Data science insights and Machine Learning models are only as good as the data and processes on which they are based. Without a strong foundation of clear, streamlined, and “gotcha”-free processes combined with well-structured and logically organized data, these new tools are hamstrung from the start. In fact, industry estimates indicate that data scientists spend up to 60% of their time cleaning and normalizing data sets before they can actually generate insights. And that’s assuming that the data is even robust enough and the business use case is tailored enough to get started in the first place. The best way to get started with machine learning is to first evaluate data and process quality before spending large amounts of time and money chasing new technologies.
Solid Data = Solid Results
When looking at data science-based approaches to automation and insights, the logical place to start is with the data itself. Many organizations assume that just because they have large volumes of data, it will be easy to plug it into machine learning models or to quickly make sense of it with the right software tools. The reality is almost always much different, with corporate data sets plagued by years of lax standards, completely siloed repositories, and data entry error or laziness. Almost half of business leaders believe their corporate data is too siloed to make sense of, and nearly a quarter attribute inaccuracies in forecasts and predictions to poor data quality.
In a very real sense, the quality of machine learning outputs is tied directly to the quality of data inputs. Before embarking on new initiatives to make use of this technology, companies should first be looking at implementing strong data governance policies, cleaning and linking their existing data (with or without expert help), and eliminating silos that prevent access to data across teams. While data science tools can certainly help with some of this effort as part of broader machine learning adoption, there’s no replacement for a strong IT organization with a data-centric worldview.

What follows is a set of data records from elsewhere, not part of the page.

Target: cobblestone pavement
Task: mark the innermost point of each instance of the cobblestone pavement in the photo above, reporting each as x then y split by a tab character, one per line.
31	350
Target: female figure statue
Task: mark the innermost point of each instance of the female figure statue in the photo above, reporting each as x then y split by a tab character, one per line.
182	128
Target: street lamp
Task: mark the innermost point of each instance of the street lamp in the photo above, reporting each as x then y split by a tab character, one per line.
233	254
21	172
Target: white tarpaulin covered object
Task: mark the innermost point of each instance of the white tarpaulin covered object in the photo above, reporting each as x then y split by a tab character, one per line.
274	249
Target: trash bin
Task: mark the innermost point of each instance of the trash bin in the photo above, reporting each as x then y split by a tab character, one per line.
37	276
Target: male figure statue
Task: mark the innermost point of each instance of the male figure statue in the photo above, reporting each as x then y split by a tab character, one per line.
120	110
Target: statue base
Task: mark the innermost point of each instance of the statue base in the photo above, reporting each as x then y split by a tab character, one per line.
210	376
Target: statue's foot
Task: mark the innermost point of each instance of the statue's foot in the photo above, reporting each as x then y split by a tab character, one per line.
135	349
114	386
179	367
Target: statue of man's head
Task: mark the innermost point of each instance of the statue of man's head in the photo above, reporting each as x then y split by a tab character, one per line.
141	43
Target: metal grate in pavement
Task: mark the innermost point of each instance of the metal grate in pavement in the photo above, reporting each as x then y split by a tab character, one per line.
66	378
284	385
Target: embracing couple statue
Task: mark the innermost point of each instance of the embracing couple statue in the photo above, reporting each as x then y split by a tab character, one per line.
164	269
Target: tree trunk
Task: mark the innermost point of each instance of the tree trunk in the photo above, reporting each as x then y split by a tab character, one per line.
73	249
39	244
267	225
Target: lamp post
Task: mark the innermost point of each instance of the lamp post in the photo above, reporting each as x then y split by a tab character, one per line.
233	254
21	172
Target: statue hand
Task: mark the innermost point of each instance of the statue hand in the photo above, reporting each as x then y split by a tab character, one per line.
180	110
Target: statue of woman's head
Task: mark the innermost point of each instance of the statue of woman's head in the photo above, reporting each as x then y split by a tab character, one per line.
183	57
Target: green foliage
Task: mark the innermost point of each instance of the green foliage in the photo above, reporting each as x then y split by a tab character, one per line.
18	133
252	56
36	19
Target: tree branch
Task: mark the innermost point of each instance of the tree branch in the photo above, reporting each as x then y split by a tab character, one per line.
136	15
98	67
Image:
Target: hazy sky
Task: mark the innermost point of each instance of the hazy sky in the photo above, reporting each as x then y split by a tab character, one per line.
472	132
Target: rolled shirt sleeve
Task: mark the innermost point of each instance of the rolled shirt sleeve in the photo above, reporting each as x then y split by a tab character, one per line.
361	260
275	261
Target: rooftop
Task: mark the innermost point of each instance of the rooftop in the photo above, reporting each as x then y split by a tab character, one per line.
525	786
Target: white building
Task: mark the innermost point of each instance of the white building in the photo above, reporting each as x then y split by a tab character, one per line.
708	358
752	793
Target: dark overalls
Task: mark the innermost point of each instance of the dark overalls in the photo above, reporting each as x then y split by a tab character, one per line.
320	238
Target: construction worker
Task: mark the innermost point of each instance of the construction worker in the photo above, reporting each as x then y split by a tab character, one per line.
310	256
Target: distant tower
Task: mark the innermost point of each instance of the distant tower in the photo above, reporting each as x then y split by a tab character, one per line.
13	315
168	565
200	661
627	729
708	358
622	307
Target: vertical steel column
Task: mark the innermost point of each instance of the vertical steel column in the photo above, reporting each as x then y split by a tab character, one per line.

Better Processes = Better Performance
An increasingly large goal of machine learning in the business world is augmenting or replacing humans in complex tasks like reviewing and updating contracts. But virtually all tasks that might be worth applying machine learning to are built on top of a chain of business processes with multiple inputs, outputs, and potential paths. In most cases, these processes have been built up over years, or sometimes decades, of human experience in response to business challenges. The net result is often a task that, while seemingly simple, actually follows a convoluted path to completion that relies on tribal knowledge to navigate effectively. It should be no surprise that attempting to apply machine learning to these processes without first mapping and streamlining them usually results in poor performance at best.
The upside of process improvement is that it doesn’t just help machines. It also helps people within an organization, especially those who are new to a role and need to get up to speed quickly while minimizing mistakes. And while many people equate process improvement with massive initiatives that require full management systems and lengthy ramp-up times, the truth is that many business activities can be improved by something as simple as creating a detailed process map and looking for obvious sources of confusion. Basic activities like this serve to get everyone on a team aligned with the “right” way to perform a task and help uncover inefficiencies and roadblocks, regardless of whether or not a machine learning initiative is ever undertaken.
Steps to Readiness
If machine learning is on your short list of initiatives to pursue, following a few steps before embarking can save you time, money, and headaches down the road. I recommend clients take these actions as a first step:
- Evaluate your data environment objectively and determine if it is really clean enough, organized enough, and unified enough for machine learning
- Work with your IT organization to shore up any data issues before hiring outside experts
- Perform detailed process mapping for the tasks you want to apply machine learning to
- Improve your processes to remove inconsistencies and “gotchas” while standardizing steps and eliminating reliance on tribal knowledge
Once these steps are complete, teams can more accurately gauge if machine learning even makes sense, if it’s realistically possible, and if the return on investment will be worthwhile. If a machine learning initiative is the right next step, the outcomes of these pre-work items will make an implementation much faster and head off many potential issues along the way. And even if machine learning isn’t the right next step today, cleaner and more structured data combined with well-defined and reviewed processes will pay dividends regardless of their end use.